I have a hadoop/yarn multi-node cluster on Ubuntu 22.04 and I have added GPU resources to the cluster following the hadoop instructions here: https://hadoop.apache.org/docs/stable/hadoop-yarn/hadoop-yarn-site/UsingGpus.html
When I ran the command, "yarn jar hadoop-yarn-applications-distributedshell.jar
-jar hadoop-yarn-applications-distributedshell.jar
-shell_command /usr/bin/nvidia-smi
-container_resources memory-mb=3072,vcores=1,yarn.io/gpu=2
-num_containers 2"
it shows that the application was successful but there is not any nvidia-smi output. What could be causing this issue?

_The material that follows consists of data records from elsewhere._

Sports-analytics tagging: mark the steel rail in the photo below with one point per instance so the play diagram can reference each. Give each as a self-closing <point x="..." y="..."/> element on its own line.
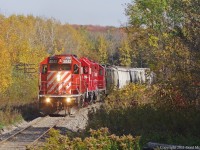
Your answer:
<point x="18" y="132"/>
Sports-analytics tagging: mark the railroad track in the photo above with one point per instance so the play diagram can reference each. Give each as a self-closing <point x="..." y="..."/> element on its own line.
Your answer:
<point x="30" y="135"/>
<point x="35" y="133"/>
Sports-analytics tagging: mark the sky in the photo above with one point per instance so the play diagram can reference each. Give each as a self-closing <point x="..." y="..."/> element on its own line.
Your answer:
<point x="84" y="12"/>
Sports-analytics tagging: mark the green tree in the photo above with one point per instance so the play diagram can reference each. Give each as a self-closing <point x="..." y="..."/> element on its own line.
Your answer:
<point x="102" y="49"/>
<point x="124" y="51"/>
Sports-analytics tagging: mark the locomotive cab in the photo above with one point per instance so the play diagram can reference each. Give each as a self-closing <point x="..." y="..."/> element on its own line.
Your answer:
<point x="59" y="83"/>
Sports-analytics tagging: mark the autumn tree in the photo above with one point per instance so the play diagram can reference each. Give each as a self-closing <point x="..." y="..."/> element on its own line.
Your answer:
<point x="162" y="35"/>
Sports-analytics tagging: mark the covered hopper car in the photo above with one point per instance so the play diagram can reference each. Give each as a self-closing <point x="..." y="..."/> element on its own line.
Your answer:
<point x="65" y="81"/>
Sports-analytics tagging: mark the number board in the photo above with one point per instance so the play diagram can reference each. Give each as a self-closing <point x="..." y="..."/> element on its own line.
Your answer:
<point x="53" y="60"/>
<point x="67" y="60"/>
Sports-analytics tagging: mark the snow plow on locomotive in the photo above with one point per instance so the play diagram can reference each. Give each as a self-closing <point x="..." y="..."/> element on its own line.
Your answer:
<point x="65" y="81"/>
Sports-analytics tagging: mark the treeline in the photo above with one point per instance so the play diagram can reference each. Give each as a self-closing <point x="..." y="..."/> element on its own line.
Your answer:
<point x="29" y="39"/>
<point x="164" y="35"/>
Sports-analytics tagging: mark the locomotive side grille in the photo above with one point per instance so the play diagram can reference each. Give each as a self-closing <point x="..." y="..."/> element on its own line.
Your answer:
<point x="63" y="86"/>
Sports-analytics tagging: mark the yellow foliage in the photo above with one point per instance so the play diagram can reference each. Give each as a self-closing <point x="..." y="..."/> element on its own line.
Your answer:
<point x="5" y="67"/>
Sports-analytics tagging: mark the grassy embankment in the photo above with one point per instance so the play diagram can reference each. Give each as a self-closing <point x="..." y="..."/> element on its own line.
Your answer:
<point x="152" y="120"/>
<point x="18" y="101"/>
<point x="132" y="111"/>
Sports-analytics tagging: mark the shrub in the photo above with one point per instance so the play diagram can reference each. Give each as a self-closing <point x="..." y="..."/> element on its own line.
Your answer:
<point x="98" y="139"/>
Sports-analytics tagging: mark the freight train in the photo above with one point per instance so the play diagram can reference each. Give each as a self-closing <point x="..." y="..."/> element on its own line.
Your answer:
<point x="66" y="81"/>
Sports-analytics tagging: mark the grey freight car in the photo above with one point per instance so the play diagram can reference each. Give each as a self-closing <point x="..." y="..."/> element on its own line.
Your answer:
<point x="120" y="76"/>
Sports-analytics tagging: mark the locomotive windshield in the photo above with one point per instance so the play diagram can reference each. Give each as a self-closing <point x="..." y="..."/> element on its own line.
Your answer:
<point x="59" y="67"/>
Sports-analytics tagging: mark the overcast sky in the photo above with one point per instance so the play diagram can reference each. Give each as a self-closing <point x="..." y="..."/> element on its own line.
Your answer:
<point x="96" y="12"/>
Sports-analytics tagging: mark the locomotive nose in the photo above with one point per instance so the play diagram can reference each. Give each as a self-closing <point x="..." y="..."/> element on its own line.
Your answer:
<point x="59" y="83"/>
<point x="58" y="77"/>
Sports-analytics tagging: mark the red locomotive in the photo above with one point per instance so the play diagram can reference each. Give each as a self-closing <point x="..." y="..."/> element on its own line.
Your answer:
<point x="66" y="80"/>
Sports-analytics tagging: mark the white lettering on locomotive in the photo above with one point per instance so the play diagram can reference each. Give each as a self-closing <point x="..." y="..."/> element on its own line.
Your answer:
<point x="67" y="60"/>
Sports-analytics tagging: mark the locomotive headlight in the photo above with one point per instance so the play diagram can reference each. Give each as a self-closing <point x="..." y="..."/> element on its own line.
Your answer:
<point x="68" y="100"/>
<point x="58" y="77"/>
<point x="48" y="100"/>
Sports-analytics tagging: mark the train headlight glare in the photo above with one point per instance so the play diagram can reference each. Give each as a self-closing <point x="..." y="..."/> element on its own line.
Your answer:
<point x="68" y="100"/>
<point x="48" y="100"/>
<point x="58" y="77"/>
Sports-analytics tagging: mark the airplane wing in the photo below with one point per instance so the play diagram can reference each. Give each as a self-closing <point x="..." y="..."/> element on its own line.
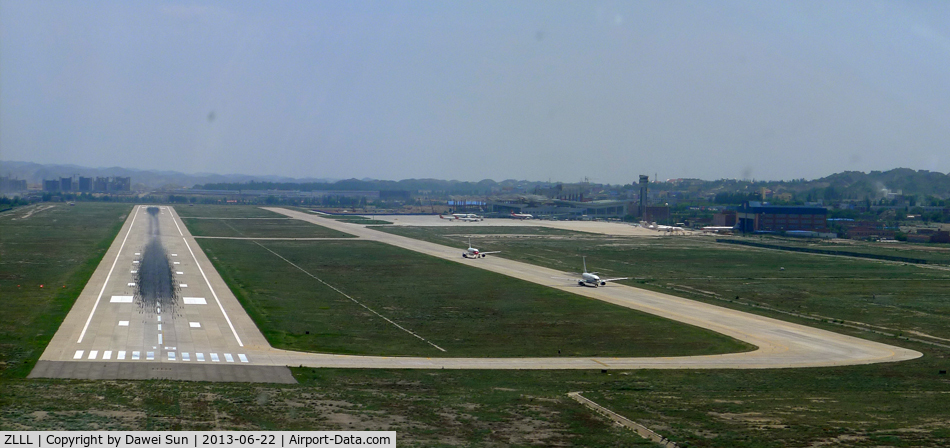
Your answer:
<point x="614" y="279"/>
<point x="570" y="279"/>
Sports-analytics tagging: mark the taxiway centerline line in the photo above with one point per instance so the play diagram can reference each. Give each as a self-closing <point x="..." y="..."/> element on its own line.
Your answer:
<point x="96" y="305"/>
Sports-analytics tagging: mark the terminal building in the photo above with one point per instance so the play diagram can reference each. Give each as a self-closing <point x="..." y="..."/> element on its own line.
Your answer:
<point x="759" y="217"/>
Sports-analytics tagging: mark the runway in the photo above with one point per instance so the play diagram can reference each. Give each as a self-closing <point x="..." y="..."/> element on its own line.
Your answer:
<point x="115" y="330"/>
<point x="183" y="314"/>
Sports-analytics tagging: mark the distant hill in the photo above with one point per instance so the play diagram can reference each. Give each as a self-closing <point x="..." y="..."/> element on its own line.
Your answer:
<point x="844" y="185"/>
<point x="34" y="173"/>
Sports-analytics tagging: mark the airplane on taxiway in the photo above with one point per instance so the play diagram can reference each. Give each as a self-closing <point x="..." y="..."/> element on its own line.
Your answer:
<point x="591" y="278"/>
<point x="472" y="252"/>
<point x="466" y="217"/>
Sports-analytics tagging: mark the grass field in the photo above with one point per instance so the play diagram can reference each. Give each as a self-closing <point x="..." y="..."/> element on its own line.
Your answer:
<point x="894" y="405"/>
<point x="47" y="253"/>
<point x="932" y="253"/>
<point x="465" y="311"/>
<point x="259" y="227"/>
<point x="224" y="211"/>
<point x="905" y="298"/>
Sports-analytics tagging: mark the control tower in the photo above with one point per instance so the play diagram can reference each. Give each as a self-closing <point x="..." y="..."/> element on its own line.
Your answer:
<point x="644" y="182"/>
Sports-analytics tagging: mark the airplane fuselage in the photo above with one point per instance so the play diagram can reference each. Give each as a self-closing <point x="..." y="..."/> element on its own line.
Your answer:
<point x="472" y="253"/>
<point x="591" y="279"/>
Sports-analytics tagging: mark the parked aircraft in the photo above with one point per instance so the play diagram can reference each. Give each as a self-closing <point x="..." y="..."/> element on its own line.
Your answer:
<point x="472" y="252"/>
<point x="467" y="217"/>
<point x="662" y="228"/>
<point x="592" y="279"/>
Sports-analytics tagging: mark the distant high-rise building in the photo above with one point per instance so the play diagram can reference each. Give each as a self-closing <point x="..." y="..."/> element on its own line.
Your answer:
<point x="644" y="182"/>
<point x="51" y="185"/>
<point x="101" y="184"/>
<point x="85" y="183"/>
<point x="122" y="184"/>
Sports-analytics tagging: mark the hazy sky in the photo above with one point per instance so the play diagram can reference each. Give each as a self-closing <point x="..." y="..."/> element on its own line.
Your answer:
<point x="526" y="90"/>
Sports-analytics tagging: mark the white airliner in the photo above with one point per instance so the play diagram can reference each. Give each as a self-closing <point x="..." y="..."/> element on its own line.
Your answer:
<point x="662" y="228"/>
<point x="592" y="279"/>
<point x="466" y="217"/>
<point x="472" y="252"/>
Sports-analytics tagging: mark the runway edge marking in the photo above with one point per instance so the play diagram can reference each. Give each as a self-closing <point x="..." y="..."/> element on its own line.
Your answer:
<point x="105" y="283"/>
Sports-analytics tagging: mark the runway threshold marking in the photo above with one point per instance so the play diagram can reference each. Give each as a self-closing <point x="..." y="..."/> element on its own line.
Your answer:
<point x="101" y="291"/>
<point x="352" y="299"/>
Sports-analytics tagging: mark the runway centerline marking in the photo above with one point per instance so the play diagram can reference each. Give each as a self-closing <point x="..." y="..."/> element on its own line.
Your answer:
<point x="105" y="283"/>
<point x="352" y="299"/>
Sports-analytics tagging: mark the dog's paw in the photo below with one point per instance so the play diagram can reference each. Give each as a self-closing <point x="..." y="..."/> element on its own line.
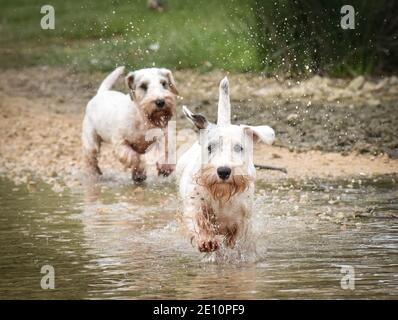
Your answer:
<point x="139" y="177"/>
<point x="208" y="245"/>
<point x="165" y="169"/>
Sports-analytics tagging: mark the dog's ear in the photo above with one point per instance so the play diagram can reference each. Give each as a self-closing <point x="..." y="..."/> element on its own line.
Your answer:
<point x="168" y="74"/>
<point x="261" y="133"/>
<point x="196" y="119"/>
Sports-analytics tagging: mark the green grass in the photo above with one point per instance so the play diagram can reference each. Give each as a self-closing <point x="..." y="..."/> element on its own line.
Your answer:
<point x="273" y="36"/>
<point x="97" y="35"/>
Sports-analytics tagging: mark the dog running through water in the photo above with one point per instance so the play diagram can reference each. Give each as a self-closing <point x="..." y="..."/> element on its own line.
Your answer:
<point x="216" y="177"/>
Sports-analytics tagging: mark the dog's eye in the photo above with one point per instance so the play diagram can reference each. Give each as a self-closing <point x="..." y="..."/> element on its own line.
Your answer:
<point x="210" y="148"/>
<point x="238" y="148"/>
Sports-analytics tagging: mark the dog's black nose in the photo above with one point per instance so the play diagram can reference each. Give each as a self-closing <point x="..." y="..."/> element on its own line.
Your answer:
<point x="160" y="103"/>
<point x="224" y="172"/>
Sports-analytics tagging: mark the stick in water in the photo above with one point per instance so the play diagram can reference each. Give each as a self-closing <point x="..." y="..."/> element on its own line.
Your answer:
<point x="262" y="166"/>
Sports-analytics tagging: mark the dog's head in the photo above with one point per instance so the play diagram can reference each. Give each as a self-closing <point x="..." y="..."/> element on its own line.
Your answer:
<point x="227" y="150"/>
<point x="153" y="90"/>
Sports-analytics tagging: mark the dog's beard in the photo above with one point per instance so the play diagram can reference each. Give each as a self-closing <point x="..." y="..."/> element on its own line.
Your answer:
<point x="223" y="190"/>
<point x="159" y="117"/>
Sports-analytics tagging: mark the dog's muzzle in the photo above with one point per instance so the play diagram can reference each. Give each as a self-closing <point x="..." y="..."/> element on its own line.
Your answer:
<point x="160" y="103"/>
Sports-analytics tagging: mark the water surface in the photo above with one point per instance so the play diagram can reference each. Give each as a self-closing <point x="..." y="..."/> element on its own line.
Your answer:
<point x="121" y="241"/>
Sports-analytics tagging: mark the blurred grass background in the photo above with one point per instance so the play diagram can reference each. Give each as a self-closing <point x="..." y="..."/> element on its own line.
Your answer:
<point x="281" y="36"/>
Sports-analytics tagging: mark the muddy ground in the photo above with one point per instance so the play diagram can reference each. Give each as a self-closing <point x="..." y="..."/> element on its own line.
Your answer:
<point x="325" y="127"/>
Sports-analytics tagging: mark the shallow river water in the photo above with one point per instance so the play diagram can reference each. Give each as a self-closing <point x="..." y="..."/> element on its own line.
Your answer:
<point x="314" y="239"/>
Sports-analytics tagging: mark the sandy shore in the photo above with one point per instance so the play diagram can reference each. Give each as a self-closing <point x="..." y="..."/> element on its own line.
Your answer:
<point x="40" y="135"/>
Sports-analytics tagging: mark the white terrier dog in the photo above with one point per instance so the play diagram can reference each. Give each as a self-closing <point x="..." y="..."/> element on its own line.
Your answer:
<point x="217" y="177"/>
<point x="125" y="119"/>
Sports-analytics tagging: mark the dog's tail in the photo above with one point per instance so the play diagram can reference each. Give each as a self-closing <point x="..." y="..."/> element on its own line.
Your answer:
<point x="111" y="79"/>
<point x="224" y="104"/>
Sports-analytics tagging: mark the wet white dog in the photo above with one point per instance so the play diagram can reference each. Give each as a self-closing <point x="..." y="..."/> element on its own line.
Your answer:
<point x="216" y="177"/>
<point x="126" y="119"/>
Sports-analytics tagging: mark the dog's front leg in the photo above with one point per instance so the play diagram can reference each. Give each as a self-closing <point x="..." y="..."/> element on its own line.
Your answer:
<point x="165" y="165"/>
<point x="131" y="159"/>
<point x="200" y="221"/>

Im expecting to get something like this after running the application in YARN:
+-----------------------------------------------------------------------------+ | NVIDIA-SMI 375.66 Driver Version: 375.66 | |-------------------------------+----------------------+----------------------+ | GPU Name Persistence-M| Bus-Id Disp.A | Volatile Uncorr. ECC | | Fan Temp Perf Pwr:Usage/Cap| Memory-Usage | GPU-Util Compute M. | |===============================+======================+======================| | 0 Tesla P100-PCIE... Off | 0000:04:00.0 Off | 0 | | N/A 30C P0 24W / 250W | 0MiB / 12193MiB | 0% Default | +-------------------------------+----------------------+----------------------+ | 1 Tesla P100-PCIE... Off | 0000:82:00.0 Off | 0 | | N/A 34C P0 25W / 250W | 0MiB / 12193MiB | 0% Default | +-------------------------------+----------------------+----------------------+
+-----------------------------------------------------------------------------+ | Processes: GPU Memory | | GPU PID Type Process name Usage | |=============================================================================| | No running processes found | +-----------------------------------------------------------------------------+